As important as anticipation is, Michelle’s class also taught us when a speaker—or a bus for that matter—takes an unexpected turn, we need to be ready for a bit of on the spot maneuvering.

In short, sometimes you order a coffee, but life gives you tea. Expecting a month mountaineering in the Himalayas, followed by a crash course in photojournalism in Kathmandu, and a yoga teacher training in Uttarakhand this spring, COVID-19 redirected me instead to a small aboriginal village in the south of Taitung with local friends I have known since 2014. If I had not managed to board a flight back to Taiwan days before the border closed to foreign friends like myself, these months would have unfolded completely differently. Instead I wake up to the possibility of planting fresh tree saplings, renovating my friend’s home with stones and twine, or flocking to the city for my bi-weekly foot massage class.

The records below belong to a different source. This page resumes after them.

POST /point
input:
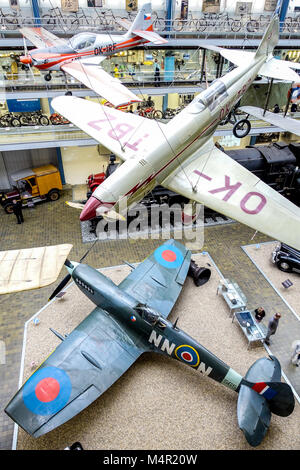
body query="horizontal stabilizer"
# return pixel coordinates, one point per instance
(238, 57)
(150, 36)
(101, 82)
(214, 179)
(285, 123)
(278, 69)
(254, 404)
(40, 37)
(124, 134)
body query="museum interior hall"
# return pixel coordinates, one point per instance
(150, 211)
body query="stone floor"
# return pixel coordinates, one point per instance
(55, 223)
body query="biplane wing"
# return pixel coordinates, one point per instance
(80, 369)
(157, 282)
(285, 123)
(214, 179)
(150, 36)
(124, 134)
(41, 38)
(88, 72)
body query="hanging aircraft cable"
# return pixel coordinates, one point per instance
(246, 39)
(67, 278)
(162, 130)
(97, 96)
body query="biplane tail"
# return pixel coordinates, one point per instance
(258, 399)
(269, 39)
(142, 26)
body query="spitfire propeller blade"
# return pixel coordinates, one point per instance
(67, 278)
(60, 286)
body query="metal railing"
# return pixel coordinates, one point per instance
(106, 21)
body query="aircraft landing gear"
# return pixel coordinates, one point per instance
(200, 275)
(241, 128)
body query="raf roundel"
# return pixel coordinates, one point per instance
(187, 354)
(168, 256)
(47, 391)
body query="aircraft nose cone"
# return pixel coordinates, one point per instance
(89, 210)
(26, 59)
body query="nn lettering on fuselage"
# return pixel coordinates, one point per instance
(102, 49)
(164, 345)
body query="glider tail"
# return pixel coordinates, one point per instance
(143, 20)
(270, 39)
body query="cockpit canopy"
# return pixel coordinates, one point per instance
(148, 314)
(83, 40)
(210, 97)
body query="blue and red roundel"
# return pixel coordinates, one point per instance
(187, 354)
(168, 256)
(47, 391)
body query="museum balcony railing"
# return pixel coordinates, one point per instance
(137, 80)
(203, 26)
(12, 138)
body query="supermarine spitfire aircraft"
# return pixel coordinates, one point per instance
(181, 154)
(131, 319)
(81, 55)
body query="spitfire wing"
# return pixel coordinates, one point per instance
(80, 369)
(94, 77)
(213, 178)
(158, 280)
(40, 37)
(285, 123)
(124, 134)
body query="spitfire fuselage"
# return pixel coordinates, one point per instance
(148, 329)
(182, 137)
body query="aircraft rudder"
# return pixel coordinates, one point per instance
(270, 39)
(143, 20)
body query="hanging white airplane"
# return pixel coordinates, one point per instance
(81, 55)
(181, 155)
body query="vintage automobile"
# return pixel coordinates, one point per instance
(32, 186)
(286, 258)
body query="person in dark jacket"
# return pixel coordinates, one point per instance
(17, 209)
(259, 314)
(272, 327)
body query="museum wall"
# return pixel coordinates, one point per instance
(180, 7)
(80, 162)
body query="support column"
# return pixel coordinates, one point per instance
(169, 15)
(60, 165)
(36, 12)
(282, 12)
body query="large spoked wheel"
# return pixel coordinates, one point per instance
(157, 114)
(236, 26)
(48, 22)
(44, 121)
(53, 195)
(177, 24)
(284, 266)
(241, 128)
(201, 25)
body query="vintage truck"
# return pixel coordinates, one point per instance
(32, 185)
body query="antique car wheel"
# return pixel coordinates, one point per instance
(284, 266)
(54, 195)
(241, 128)
(9, 208)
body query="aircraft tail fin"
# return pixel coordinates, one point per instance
(143, 20)
(278, 395)
(269, 39)
(258, 399)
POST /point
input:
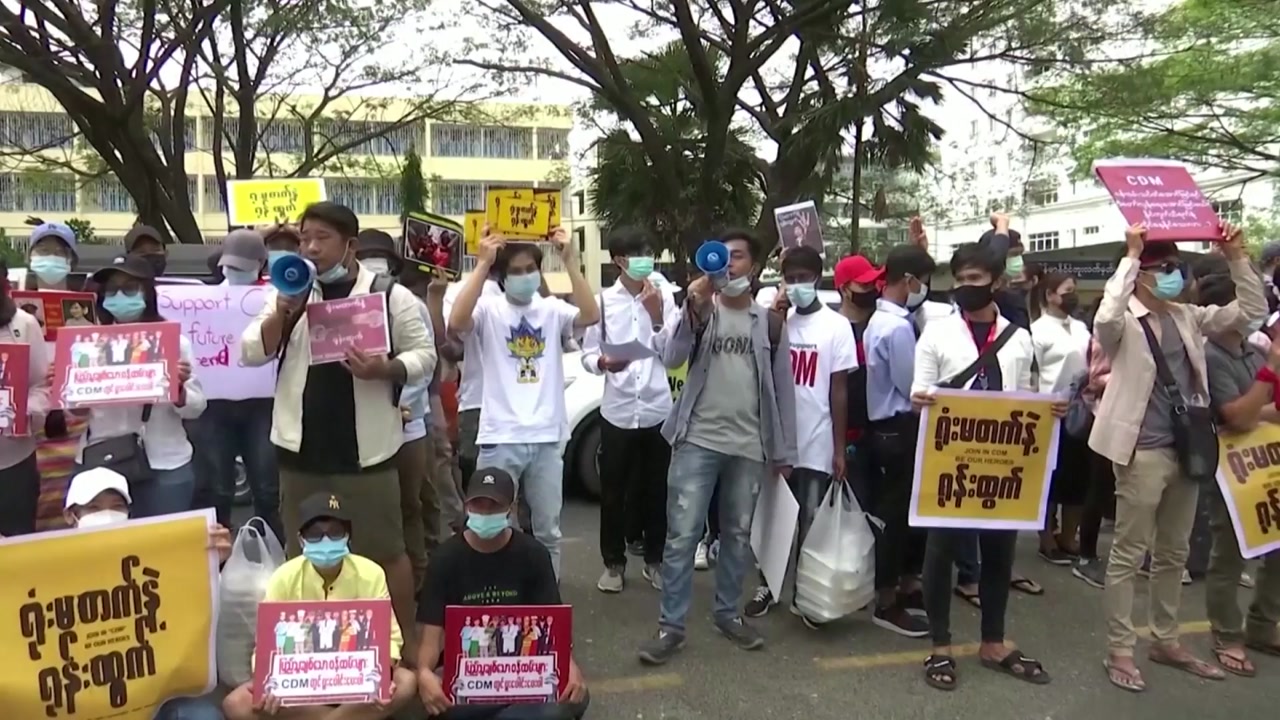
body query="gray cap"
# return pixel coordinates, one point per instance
(243, 250)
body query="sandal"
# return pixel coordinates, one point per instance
(1018, 665)
(940, 671)
(1027, 586)
(1124, 679)
(1232, 662)
(970, 597)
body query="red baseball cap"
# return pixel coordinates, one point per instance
(856, 269)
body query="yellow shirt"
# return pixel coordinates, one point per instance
(360, 578)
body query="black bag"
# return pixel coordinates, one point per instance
(1194, 431)
(123, 454)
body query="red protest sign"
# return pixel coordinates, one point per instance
(1162, 195)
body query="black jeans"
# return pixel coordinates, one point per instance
(632, 487)
(19, 497)
(995, 574)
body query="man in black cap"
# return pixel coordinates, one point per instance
(487, 564)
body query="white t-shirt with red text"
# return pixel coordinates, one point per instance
(822, 342)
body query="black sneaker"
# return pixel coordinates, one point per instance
(897, 619)
(743, 634)
(662, 647)
(759, 604)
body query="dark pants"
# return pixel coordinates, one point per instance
(241, 428)
(632, 486)
(996, 572)
(19, 497)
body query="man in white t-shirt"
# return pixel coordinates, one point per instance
(823, 351)
(520, 354)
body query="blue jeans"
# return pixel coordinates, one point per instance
(539, 474)
(690, 483)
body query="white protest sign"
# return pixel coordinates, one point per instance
(213, 319)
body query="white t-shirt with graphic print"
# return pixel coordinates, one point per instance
(522, 369)
(822, 343)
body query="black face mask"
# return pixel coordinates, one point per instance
(972, 297)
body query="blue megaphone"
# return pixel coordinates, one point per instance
(293, 274)
(712, 259)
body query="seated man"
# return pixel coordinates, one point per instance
(488, 564)
(325, 570)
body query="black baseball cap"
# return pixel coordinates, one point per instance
(493, 484)
(319, 506)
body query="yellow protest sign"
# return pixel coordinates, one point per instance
(472, 226)
(108, 623)
(983, 460)
(265, 201)
(1248, 474)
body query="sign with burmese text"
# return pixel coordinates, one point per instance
(983, 460)
(507, 654)
(328, 652)
(214, 318)
(1162, 195)
(117, 632)
(1248, 474)
(337, 326)
(129, 364)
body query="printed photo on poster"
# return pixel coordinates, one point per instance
(337, 326)
(508, 654)
(56, 309)
(129, 364)
(434, 242)
(117, 632)
(14, 388)
(799, 224)
(324, 652)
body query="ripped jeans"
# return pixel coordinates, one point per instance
(690, 482)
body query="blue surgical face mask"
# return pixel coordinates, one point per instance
(50, 268)
(521, 288)
(325, 552)
(487, 527)
(124, 308)
(1169, 285)
(801, 295)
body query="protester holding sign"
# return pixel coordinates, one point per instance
(977, 349)
(1155, 425)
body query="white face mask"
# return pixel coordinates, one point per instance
(101, 518)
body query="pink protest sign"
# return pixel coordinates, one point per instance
(337, 326)
(1162, 195)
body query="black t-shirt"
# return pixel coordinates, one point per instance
(458, 574)
(328, 413)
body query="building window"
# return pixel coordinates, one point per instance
(1041, 241)
(37, 194)
(552, 144)
(108, 195)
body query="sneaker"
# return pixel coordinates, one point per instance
(743, 634)
(611, 580)
(662, 647)
(760, 602)
(1093, 572)
(653, 574)
(897, 619)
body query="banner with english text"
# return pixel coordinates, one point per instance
(984, 460)
(108, 623)
(213, 318)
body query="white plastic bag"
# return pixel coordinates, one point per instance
(836, 573)
(255, 556)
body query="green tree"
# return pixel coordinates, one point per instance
(1210, 95)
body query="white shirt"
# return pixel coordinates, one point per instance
(524, 369)
(469, 390)
(1061, 346)
(822, 342)
(639, 396)
(164, 438)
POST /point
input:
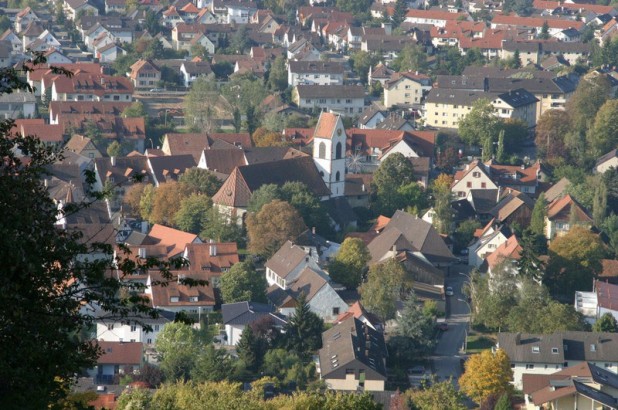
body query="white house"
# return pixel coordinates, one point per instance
(237, 316)
(117, 331)
(474, 176)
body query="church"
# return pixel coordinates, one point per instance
(323, 173)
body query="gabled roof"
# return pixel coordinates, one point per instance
(170, 166)
(560, 209)
(351, 341)
(244, 180)
(422, 235)
(211, 256)
(122, 353)
(286, 259)
(245, 313)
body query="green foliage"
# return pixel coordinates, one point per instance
(350, 263)
(243, 283)
(192, 214)
(303, 332)
(606, 323)
(442, 395)
(537, 220)
(574, 260)
(411, 58)
(200, 181)
(201, 103)
(135, 110)
(395, 186)
(134, 399)
(177, 346)
(278, 75)
(385, 284)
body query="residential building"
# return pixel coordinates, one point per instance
(348, 100)
(144, 74)
(237, 316)
(353, 357)
(315, 73)
(545, 354)
(406, 89)
(561, 213)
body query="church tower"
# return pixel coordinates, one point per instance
(329, 146)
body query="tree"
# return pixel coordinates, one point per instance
(539, 212)
(362, 61)
(574, 259)
(49, 274)
(385, 283)
(488, 373)
(278, 75)
(165, 203)
(603, 135)
(201, 103)
(243, 283)
(392, 185)
(134, 399)
(177, 346)
(544, 31)
(248, 350)
(192, 213)
(480, 124)
(274, 224)
(606, 323)
(442, 195)
(303, 332)
(265, 194)
(135, 110)
(200, 181)
(350, 263)
(442, 395)
(132, 198)
(411, 58)
(550, 133)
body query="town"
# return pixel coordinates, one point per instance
(337, 204)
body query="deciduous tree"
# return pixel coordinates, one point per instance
(274, 224)
(350, 263)
(243, 283)
(488, 373)
(386, 282)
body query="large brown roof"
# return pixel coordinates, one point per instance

In idle moments, my training at GPTI in T&I finds its way into my daily life as I make progress on a few translations for the Taipei Chinese PEN or interpret for a visiting Frenchman as he teaches the young people in the community how to make fire from nothing. However, my experience has shown me that it is not only the hard skills in translation and interpretation that have found their way into my daily life, and possibly future (fingers crossed for my application to work at the OOP or the MOFA!), it is the lessons that lay beneath these hard skills that truly support us in hard times, namely adaptability in the face of change.

It took having a classmate translate Beowulf into Middle Chinese in NTNU’s Literary Translation class for me to realize the vast expanse of options at our fingertips. In navigating the twists and turns of a text in translation, we prepare ourselves for the curve balls of life. Learning to respond to the unexpected, a preparation that permeates our studies at GPTI, guides us in life. Change is the only constant, and sometimes, although we might not realize it at first, it is plan B that was meant to be. After all, as much as I like coffee, I also like tea.